Friday, April 26, 2019

Groswater and Beothuk Artifact Reproductions


Reproduction Beothuk
Artifacts
I dropped off two sets of Newfoundland and Labrador artifact reproductions to Memorial University of Newfoundland's Archaeology Department this morning.  One set is Beothuk and the other is Groswater.  They will be used in sandbox digs to give archaeology students a taste of excavation prior to attending field school.  The sets include a few diagnostic chert, bone, and iron artifacts, along with broken or incomplete tools, cores, and debitage.  I break plenty of tools when I'm working on reproductions, and these sorts of orders provide a forever home for broken or failed attempts.  
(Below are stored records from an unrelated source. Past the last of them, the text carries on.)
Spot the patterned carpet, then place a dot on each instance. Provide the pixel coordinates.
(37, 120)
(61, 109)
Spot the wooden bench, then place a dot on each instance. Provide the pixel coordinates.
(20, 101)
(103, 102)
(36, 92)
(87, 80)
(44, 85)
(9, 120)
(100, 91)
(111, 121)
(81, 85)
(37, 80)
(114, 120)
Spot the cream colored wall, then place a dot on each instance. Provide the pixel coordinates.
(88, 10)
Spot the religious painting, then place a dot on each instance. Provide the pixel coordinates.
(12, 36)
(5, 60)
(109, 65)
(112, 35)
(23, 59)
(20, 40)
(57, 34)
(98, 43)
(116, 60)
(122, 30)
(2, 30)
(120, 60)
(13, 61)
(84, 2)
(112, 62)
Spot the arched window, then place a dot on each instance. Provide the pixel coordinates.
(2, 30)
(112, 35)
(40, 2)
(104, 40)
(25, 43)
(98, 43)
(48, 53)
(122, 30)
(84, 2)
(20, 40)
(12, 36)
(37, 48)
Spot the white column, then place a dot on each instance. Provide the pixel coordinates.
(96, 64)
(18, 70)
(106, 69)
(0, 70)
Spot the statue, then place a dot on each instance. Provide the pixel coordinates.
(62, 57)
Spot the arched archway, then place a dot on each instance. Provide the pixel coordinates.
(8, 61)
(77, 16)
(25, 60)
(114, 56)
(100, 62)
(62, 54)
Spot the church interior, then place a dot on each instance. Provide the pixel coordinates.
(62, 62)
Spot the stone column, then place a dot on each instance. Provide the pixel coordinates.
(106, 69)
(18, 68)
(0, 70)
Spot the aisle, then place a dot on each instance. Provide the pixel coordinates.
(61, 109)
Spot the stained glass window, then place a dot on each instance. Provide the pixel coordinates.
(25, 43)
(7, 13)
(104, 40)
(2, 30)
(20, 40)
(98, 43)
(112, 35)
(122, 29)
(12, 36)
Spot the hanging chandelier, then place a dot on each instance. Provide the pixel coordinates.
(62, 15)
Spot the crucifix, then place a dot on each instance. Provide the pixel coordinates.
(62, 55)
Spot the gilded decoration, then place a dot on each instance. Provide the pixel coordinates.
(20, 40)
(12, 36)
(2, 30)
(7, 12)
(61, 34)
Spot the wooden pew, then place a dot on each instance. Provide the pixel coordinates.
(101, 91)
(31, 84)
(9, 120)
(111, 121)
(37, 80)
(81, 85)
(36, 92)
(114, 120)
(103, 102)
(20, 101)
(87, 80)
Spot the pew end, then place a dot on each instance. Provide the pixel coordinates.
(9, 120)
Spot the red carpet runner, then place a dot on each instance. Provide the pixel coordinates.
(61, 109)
Assemblage of Groswater artifact reproductions.  Includes diagnostic artifacts, broken tools, microblades, and lithic debitage. 
Reproductions tools and microblades in chert

Top Row: Groswater endblade, asymmetric knife, earred endscraper, chipped and ground chert burin-like tool. Bottom Row: Various broken tools (mostly the bases of box based endblades that broke during notching)
Groswater assemblage

Beothuk assemblage.  Reproductions representing the post-contact Beothuk period and their archaeologically known ancestors (Beaches and Little Passage complexes).  The bottom pieces are a hammerstone, flakes, and chert core fragments.

Left: Beaches side notched projectile point (top), Little Passage corner-notched projectile point (bottom). Middle: Beothuk iron arrowhead hammered out of a square forged nail. Right: Triangular Biface (top), Beothuk arrowhead (middle), Flake scraper (bottom).

Diagnostic Beothuk tools, including a bone comb and gaming piece.  The chert pieces on the right are abandoned or broken preforms.